Recessed light in bath

Discussion in 'Electrical Forum discussion & Blog' started by BJ James, Jan 30, 2009.

  1. BJ James

    BJ James New Member

    Messages:
    22
    Hi,
    I'm going to be installing a recessed light in a main floor bath. The attic is insulated. Is there such a thing as a IC /wet location recessed light made for remodelling(not new construction). I'm hoping not to have to crawl around in the attic.
    Thanks,
    BJ
  2. jwelectric

    jwelectric Electrical Contractor/Instructor

    Messages:
    2,542
    Location:
    North Carolina

    It will not need to be rated for a wet location

    (D) Bathtub and Shower Areas. No parts of cord-connected luminaires, chain-, cable-, or cord-suspended luminaires, lighting track, pendants, or ceiling-suspended (paddle) fans shall be located within a zone measured 900 mm (3 ft) horizontally and 2.5 m (8 ft) vertically from the top of the bathtub rim or shower stall threshold. This zone is all encompassing and includes the space directly over the tub or shower stall. Luminaires located within the actual outside dimension of the bathtub or shower to a height of 2.5 m (8 ft) vertically from the top of the bathtub rim or shower threshold shall be marked for damp locations, or marked for wet locations where subject to shower spray.

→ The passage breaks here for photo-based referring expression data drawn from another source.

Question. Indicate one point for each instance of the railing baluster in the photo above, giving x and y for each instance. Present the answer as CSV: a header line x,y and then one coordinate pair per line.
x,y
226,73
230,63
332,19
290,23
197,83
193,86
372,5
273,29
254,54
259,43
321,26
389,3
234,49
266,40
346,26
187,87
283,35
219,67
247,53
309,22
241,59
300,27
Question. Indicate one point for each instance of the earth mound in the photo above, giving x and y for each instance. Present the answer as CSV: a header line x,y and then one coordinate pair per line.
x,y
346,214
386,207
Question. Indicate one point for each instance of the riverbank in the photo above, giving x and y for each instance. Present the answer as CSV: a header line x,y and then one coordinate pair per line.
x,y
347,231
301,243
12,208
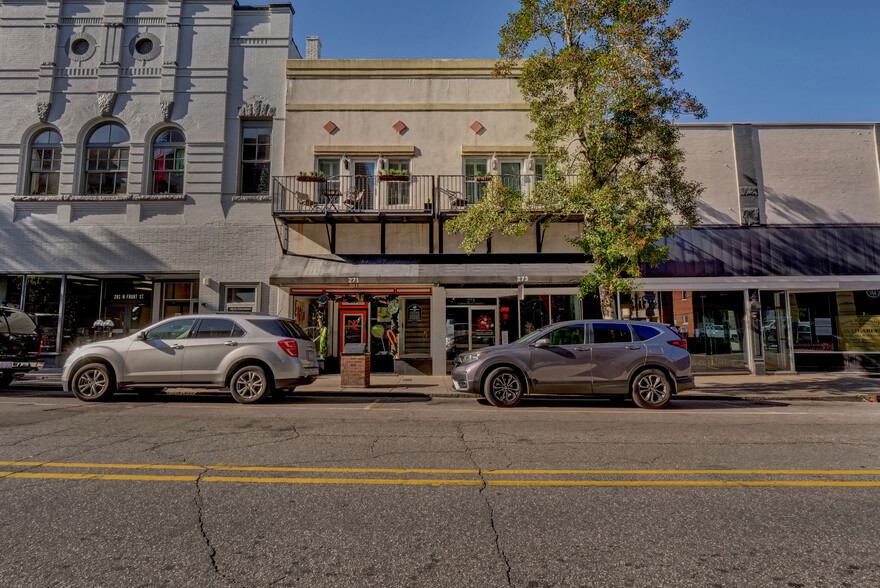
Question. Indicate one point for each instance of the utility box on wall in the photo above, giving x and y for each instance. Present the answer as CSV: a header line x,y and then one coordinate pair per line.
x,y
355,365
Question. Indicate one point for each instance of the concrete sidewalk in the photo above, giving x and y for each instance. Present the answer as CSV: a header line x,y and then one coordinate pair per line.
x,y
835,386
823,386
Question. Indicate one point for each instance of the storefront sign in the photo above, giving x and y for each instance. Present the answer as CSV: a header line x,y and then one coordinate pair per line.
x,y
823,327
859,333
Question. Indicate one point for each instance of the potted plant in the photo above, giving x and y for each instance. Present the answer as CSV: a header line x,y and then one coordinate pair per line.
x,y
311,176
393,175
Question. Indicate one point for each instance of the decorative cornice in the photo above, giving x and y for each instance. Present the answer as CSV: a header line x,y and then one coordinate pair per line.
x,y
365,150
167,108
251,198
99,198
43,110
500,150
410,107
256,107
394,68
106,102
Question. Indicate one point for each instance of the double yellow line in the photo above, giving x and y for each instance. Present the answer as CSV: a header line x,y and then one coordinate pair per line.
x,y
826,478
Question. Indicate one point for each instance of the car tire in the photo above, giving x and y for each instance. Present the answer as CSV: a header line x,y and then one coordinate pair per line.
x,y
651,389
503,387
251,384
93,382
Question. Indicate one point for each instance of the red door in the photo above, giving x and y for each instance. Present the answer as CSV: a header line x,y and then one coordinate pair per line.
x,y
353,326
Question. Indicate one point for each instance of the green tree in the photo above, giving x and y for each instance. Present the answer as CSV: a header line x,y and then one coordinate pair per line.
x,y
599,80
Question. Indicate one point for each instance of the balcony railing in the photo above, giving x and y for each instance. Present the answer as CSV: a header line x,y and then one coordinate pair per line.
x,y
414,195
337,195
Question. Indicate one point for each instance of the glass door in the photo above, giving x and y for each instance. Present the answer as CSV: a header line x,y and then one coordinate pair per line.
x,y
483,326
365,181
775,330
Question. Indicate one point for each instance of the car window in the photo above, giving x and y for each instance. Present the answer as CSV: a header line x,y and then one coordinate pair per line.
x,y
645,333
176,329
214,328
20,324
611,333
570,335
280,328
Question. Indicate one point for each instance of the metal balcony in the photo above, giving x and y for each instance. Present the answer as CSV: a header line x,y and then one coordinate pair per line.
x,y
353,198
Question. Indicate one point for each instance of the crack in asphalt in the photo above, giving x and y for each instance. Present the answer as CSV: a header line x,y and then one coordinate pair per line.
x,y
483,487
212,552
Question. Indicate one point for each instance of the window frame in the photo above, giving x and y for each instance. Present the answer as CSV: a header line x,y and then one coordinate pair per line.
x,y
173,145
615,324
124,147
242,162
55,162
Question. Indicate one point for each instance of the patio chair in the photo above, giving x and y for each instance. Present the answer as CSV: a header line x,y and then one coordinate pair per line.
x,y
305,203
352,203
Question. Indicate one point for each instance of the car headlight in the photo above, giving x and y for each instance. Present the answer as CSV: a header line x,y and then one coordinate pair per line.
x,y
470,357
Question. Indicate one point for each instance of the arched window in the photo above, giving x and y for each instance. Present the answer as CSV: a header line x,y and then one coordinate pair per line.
x,y
169,149
45,163
107,160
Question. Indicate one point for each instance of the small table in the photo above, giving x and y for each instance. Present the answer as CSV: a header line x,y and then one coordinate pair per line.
x,y
331,198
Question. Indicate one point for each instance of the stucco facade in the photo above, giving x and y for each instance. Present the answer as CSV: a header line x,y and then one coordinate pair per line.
x,y
179,82
747,286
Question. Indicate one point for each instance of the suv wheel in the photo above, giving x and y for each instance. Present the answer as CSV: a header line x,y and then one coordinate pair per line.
x,y
651,389
250,384
503,388
93,382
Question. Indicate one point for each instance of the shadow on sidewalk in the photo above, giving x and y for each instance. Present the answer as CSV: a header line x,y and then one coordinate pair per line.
x,y
805,386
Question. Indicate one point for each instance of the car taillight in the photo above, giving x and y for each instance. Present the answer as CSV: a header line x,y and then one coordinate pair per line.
x,y
290,347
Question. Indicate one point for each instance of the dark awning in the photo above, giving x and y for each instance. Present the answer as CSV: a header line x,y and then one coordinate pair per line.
x,y
295,270
830,250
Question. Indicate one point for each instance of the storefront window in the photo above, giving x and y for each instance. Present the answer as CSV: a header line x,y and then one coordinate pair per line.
x,y
836,321
82,307
180,298
416,317
534,313
43,294
385,316
10,291
127,305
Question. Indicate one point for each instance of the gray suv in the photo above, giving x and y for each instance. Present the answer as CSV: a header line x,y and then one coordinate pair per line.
x,y
253,355
648,361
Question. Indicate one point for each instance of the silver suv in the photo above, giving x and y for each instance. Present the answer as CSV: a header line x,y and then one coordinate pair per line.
x,y
648,361
253,355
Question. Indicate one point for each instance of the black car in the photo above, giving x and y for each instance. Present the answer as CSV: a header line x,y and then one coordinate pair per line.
x,y
20,345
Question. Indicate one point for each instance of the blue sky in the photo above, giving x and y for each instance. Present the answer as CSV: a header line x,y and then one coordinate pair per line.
x,y
747,60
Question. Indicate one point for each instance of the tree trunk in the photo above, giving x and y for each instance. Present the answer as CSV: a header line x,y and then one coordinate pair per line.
x,y
608,303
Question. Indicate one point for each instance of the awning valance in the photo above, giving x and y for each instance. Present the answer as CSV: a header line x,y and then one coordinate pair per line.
x,y
294,270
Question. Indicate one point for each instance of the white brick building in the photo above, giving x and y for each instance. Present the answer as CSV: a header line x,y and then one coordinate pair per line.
x,y
135,157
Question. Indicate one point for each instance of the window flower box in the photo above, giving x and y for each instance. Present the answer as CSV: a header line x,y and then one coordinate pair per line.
x,y
313,176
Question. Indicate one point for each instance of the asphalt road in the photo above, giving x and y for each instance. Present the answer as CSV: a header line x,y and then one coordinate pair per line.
x,y
190,490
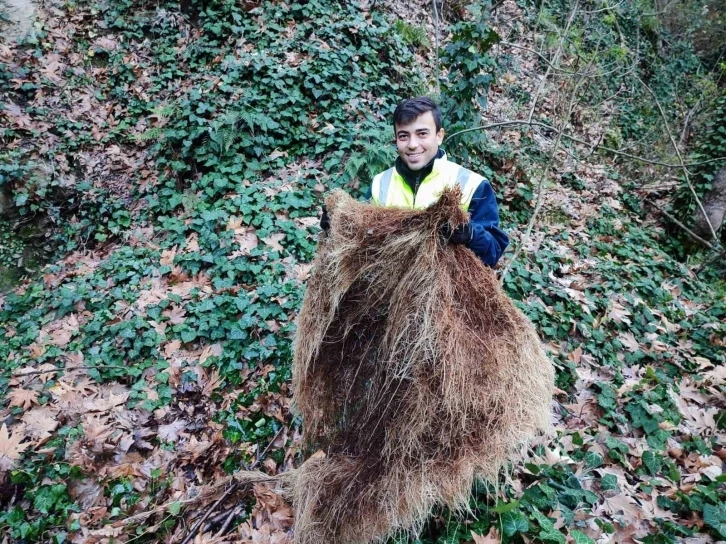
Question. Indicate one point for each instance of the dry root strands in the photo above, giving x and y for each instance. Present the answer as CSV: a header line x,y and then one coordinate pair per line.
x,y
413,371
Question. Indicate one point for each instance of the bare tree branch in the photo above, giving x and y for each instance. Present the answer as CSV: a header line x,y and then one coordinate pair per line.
x,y
680,158
555,59
539,200
514,122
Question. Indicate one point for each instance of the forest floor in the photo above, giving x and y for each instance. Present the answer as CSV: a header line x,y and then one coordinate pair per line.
x,y
19,16
152,360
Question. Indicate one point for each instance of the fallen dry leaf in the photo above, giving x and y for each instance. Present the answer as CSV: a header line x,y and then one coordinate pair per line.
x,y
24,398
10,446
41,422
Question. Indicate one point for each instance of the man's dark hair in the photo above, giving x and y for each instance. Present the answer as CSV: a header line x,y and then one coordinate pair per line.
x,y
411,109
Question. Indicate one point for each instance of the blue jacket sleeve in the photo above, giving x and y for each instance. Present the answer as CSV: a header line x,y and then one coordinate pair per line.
x,y
488,241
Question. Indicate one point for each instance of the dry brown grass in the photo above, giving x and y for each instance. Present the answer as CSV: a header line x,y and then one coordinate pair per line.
x,y
413,371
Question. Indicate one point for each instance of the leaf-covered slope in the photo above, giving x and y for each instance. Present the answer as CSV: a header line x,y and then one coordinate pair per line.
x,y
190,150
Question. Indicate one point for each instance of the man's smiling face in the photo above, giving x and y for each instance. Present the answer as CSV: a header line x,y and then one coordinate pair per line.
x,y
418,142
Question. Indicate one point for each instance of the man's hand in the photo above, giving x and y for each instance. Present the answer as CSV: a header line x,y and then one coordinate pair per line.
x,y
325,220
460,235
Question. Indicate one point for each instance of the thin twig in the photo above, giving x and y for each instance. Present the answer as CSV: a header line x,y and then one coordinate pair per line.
x,y
555,59
436,46
680,158
193,532
540,183
264,452
69,369
195,529
514,122
687,122
225,526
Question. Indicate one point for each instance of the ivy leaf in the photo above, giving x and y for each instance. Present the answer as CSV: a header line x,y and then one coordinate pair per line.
x,y
715,517
514,522
581,538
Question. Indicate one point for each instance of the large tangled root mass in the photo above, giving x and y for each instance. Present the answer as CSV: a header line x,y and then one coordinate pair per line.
x,y
414,373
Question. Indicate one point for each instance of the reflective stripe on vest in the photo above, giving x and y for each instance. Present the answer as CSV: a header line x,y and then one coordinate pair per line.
x,y
390,189
385,184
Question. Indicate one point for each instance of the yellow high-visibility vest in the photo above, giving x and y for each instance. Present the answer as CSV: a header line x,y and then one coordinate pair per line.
x,y
390,189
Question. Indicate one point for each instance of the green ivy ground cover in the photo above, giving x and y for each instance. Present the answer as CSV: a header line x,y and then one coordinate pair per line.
x,y
183,155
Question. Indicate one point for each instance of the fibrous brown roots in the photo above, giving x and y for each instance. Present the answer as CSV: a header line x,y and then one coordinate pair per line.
x,y
413,372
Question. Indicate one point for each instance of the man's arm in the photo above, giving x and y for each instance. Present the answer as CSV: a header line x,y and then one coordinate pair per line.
x,y
488,241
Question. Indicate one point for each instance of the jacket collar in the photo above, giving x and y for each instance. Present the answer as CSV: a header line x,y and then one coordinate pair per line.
x,y
413,178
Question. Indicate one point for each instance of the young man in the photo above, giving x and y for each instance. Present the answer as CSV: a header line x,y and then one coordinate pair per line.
x,y
422,171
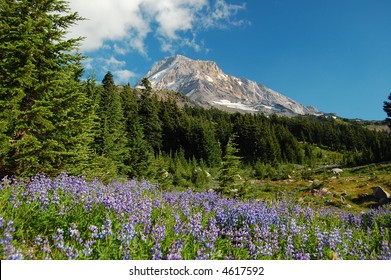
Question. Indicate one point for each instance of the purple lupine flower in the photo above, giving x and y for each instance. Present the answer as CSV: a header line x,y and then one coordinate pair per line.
x,y
335,239
320,242
87,249
74,233
59,239
178,224
202,254
94,231
158,234
211,233
290,249
175,251
195,225
2,221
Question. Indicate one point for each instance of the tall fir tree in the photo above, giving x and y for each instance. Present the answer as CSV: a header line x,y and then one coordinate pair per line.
x,y
149,117
387,109
115,143
229,172
140,152
44,114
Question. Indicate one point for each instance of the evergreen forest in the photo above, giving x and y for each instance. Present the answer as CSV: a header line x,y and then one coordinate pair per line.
x,y
92,169
53,120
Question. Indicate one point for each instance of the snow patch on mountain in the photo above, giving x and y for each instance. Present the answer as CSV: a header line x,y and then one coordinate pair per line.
x,y
206,84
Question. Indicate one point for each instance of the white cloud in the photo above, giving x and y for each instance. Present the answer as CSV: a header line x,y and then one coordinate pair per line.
x,y
125,24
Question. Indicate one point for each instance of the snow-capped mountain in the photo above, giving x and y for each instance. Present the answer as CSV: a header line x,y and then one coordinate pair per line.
x,y
206,84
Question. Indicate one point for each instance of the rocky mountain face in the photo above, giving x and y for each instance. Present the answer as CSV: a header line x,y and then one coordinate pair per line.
x,y
206,84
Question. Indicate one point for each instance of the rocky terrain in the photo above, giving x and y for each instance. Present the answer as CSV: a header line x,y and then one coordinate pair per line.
x,y
206,84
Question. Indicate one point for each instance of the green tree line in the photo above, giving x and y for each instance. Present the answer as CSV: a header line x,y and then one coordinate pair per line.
x,y
53,121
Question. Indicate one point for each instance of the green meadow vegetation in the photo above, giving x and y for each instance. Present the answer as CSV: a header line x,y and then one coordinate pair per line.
x,y
94,170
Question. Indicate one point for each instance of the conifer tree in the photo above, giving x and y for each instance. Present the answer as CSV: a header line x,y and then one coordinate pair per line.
x,y
387,109
149,117
114,133
140,152
44,114
230,169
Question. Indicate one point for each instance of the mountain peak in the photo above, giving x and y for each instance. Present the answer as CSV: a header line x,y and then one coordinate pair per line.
x,y
205,83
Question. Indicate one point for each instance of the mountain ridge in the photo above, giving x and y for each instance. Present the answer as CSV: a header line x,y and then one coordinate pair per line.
x,y
205,83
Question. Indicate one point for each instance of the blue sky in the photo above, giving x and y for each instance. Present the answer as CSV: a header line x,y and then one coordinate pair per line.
x,y
334,55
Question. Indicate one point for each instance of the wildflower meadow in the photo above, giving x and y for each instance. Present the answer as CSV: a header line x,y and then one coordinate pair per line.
x,y
71,218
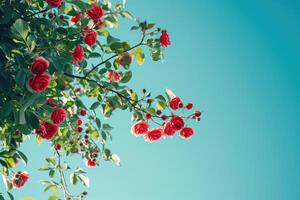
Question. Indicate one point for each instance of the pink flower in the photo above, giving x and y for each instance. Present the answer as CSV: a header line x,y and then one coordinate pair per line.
x,y
20,179
78,54
187,132
140,128
154,135
114,76
165,39
58,116
39,66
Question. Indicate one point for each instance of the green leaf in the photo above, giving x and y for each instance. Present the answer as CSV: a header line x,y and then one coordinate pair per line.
x,y
95,105
126,78
20,28
21,77
107,127
23,157
85,180
139,55
33,120
6,109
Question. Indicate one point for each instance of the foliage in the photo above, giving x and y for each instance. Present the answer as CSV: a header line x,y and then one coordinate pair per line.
x,y
45,76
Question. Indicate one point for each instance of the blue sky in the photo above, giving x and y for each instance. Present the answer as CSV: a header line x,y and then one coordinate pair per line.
x,y
238,62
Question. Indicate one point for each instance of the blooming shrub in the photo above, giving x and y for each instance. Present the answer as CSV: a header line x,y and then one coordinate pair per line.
x,y
45,46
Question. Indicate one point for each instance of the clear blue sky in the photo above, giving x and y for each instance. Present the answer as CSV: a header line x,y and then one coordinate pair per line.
x,y
239,62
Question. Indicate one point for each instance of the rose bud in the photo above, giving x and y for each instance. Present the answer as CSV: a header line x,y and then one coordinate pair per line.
x,y
197,114
177,123
58,116
83,112
39,66
140,128
175,103
165,39
153,135
186,132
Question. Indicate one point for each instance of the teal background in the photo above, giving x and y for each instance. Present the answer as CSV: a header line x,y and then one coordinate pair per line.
x,y
238,61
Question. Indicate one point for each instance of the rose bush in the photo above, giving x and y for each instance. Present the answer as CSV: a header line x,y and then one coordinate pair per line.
x,y
54,54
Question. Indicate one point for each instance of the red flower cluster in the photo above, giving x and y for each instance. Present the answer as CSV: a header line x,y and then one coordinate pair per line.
x,y
20,179
75,19
165,39
90,38
47,130
96,12
114,76
54,3
58,116
40,82
90,163
125,59
78,54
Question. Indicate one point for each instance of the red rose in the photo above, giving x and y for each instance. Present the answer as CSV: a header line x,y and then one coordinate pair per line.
x,y
95,12
90,163
140,128
58,116
125,59
78,54
168,129
177,123
83,112
54,3
75,19
20,179
39,66
187,132
154,135
99,24
164,39
189,106
79,129
175,103
90,38
57,147
47,130
113,76
39,83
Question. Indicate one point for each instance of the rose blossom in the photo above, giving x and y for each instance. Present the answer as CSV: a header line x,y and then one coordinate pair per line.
x,y
140,128
75,19
58,116
20,179
165,39
154,135
113,76
54,3
90,163
95,12
47,130
168,129
187,132
174,103
82,112
39,83
177,123
90,38
39,66
125,59
78,54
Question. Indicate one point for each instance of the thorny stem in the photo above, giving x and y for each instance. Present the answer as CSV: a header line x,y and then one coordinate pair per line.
x,y
62,179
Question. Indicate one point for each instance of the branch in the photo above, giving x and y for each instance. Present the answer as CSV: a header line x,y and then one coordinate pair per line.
x,y
36,13
108,59
62,179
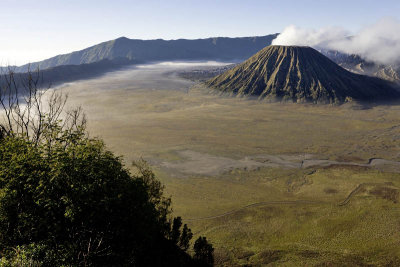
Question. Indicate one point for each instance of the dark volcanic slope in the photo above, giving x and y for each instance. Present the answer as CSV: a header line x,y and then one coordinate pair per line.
x,y
139,51
299,74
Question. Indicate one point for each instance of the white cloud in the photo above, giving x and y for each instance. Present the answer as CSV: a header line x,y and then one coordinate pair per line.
x,y
379,42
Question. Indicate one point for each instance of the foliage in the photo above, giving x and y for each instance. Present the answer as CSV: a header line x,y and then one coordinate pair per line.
x,y
203,251
69,201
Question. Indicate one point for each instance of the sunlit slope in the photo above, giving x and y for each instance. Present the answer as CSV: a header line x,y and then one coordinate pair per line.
x,y
299,74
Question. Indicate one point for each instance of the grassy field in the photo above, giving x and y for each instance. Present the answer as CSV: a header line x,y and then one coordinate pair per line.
x,y
318,216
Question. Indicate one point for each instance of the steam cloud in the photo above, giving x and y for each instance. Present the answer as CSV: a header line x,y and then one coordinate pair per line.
x,y
379,42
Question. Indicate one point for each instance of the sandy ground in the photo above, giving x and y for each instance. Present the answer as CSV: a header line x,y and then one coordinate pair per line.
x,y
147,110
205,164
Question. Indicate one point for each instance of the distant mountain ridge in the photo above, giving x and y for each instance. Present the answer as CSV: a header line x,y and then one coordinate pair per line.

    Unless you install the sprayer head where it is spraying on the light then damp location is all that is required. An enclosed trim will make the damp location compliant.
  3. BJ James

    BJ James New Member

    Messages:
    22
    So any suitable sized recessed (and IC rated) light will work and all I need is a trim kit? I assume they're readily available at most hardware stores?
    Thanks for the info.
    BJ

    edit: I just realize that in my first post I didn't mention this light is going in the shower. Am I still good?
    Last edited: Jan 30, 2009
  4. jwelectric

    jwelectric Electrical Contractor/Instructor

    Messages:
    2,542
    Location:
    North Carolina
    Yes you did
  5. jar546

    jar546 In the Trades

    Messages:
    432
    Location:
    USA
    Just make sure with the light manufacturer that the light and trim are rated for that application which will be "damp". In addition, the bulb specified is the only type you can use so pay attention to that. The problem with this setup is that people don't realize how much water splash hits the ceiling during a shower, especially when washing your hair. Look up during or after your shower to see how much water is up there.

    They make recessed lights for showers with trim kits that allow an exposed bulb but I would prefer to see an enclosed bulb with trim that seals against the ceiling material. What is required and approved vs. what I like are two different things.